Contemporary drug problems | 1997
Eric Single; Michael Beaubrun; Marie Mauffret; Alberto Minoletti; Jacek Moskalewicz; Albert Moukolo; Nii-K Plange; Shekhar Saxena; Tim Stockwell; Pekka Sulkunen; Hiroshi Suwaki; Katsuhiko Hoshigoe; Shoshana Weiss
Until recently, drinking in public venues has been a relatively neglected area of alcohol research despite the epidemiological significance of problems arising from drinking in licensed establishments and other public venues. In the WHO Project on Public Drinking, expert informants in 12 countries provided detailed information on alcohol consumption, drinking in public settings, the nature and magnitude of problems associated with public drinking, the regulation of public drinking, enforcement and prevention.
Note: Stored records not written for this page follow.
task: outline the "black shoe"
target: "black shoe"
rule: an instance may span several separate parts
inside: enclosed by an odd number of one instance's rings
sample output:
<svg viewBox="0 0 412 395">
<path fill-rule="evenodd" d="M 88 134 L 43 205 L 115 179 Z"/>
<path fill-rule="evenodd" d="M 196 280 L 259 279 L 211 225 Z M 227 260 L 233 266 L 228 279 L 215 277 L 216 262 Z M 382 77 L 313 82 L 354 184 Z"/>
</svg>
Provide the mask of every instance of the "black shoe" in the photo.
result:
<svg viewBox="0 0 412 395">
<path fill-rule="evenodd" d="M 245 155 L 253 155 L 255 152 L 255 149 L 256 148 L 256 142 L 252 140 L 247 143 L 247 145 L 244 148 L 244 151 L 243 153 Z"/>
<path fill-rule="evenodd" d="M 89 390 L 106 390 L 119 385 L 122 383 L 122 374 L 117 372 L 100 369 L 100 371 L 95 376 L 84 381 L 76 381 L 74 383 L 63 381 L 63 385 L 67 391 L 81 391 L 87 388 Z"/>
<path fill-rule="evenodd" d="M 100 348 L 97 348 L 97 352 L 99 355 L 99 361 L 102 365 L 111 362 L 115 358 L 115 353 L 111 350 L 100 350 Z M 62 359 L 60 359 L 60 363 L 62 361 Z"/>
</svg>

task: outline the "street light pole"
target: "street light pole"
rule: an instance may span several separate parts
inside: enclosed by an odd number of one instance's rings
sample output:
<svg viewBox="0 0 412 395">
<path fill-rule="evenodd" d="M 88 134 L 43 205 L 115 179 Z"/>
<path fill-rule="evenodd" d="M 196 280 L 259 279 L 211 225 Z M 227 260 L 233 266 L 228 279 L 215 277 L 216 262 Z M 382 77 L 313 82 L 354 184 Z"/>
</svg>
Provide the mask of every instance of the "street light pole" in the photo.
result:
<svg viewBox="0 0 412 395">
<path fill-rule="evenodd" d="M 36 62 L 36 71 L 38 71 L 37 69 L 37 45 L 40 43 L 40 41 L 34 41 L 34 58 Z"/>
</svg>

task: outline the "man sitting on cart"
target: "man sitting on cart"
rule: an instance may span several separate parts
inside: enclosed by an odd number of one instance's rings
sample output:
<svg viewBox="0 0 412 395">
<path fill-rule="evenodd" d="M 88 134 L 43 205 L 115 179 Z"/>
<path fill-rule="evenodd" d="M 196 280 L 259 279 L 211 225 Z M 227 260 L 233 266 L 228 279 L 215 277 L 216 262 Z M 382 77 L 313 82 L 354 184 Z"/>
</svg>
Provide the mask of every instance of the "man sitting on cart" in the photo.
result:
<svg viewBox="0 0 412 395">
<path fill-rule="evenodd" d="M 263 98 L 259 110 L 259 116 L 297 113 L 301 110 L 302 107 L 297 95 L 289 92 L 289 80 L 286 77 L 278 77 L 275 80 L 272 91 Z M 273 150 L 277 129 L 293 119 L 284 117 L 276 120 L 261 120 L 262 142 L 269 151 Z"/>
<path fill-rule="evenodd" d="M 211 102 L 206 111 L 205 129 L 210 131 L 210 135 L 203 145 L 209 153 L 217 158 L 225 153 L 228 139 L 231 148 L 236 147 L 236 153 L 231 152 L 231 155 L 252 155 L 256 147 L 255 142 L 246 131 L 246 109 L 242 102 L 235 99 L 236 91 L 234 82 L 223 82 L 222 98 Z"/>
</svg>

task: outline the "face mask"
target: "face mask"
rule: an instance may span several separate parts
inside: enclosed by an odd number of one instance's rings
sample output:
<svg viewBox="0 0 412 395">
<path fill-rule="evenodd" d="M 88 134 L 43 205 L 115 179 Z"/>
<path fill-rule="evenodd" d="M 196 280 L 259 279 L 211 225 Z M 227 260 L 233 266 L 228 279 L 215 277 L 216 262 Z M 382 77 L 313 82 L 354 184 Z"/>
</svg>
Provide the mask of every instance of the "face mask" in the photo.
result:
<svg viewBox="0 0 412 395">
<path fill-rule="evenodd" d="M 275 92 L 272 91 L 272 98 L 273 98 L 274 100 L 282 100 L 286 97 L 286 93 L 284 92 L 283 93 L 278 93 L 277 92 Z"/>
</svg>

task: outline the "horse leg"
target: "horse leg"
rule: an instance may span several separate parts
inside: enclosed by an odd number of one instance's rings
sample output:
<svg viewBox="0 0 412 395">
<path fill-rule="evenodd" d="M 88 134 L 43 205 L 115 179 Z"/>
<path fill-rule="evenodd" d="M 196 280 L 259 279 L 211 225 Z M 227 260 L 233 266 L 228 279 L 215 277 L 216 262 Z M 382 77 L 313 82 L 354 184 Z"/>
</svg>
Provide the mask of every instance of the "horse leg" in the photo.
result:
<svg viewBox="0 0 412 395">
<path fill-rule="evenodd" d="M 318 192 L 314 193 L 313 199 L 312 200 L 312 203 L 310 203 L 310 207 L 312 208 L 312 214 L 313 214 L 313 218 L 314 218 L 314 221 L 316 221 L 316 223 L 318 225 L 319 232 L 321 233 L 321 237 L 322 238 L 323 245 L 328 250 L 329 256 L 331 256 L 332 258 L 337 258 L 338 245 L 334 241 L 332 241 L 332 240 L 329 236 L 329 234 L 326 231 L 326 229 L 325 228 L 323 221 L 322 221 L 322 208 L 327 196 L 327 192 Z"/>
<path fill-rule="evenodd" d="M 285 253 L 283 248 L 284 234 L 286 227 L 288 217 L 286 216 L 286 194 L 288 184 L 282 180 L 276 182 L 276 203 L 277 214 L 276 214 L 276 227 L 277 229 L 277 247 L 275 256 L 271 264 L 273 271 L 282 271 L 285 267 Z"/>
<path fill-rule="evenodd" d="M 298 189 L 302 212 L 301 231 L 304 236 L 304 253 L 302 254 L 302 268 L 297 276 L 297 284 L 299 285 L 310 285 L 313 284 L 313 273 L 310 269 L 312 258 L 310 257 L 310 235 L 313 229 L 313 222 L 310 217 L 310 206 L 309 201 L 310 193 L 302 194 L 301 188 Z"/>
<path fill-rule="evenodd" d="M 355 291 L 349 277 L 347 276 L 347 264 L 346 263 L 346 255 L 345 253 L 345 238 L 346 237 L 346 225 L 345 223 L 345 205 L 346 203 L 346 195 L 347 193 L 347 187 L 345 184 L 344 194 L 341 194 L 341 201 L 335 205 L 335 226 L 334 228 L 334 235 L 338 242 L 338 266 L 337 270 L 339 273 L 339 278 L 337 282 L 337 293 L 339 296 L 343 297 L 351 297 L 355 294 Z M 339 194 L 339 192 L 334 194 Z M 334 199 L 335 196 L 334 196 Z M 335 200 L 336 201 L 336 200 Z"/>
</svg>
The most commonly indicated problems associated with drinking in public venues were underage drinking, impaired driving, and alcohol-related violence. Many of the informants in the survey expressed concern that the enforcement of alcohol licensing laws receives very low priority on the political agenda. In general, few countries have developed prevention programs aimed specifically at preventing problems arising from drinking in public venues. Nonetheless the informants identified a wide variety of measures that can be taken to reduce these problems in public drinking environments. These include general alcohol preventive education, alcohol control measures (including restrictions on hours and days of operation), improved enforcement of licensing laws, impaired driving countermeasures, server training and the use of civil law to promote responsible beverage service, and the promotion of low-alcohol-content beverages.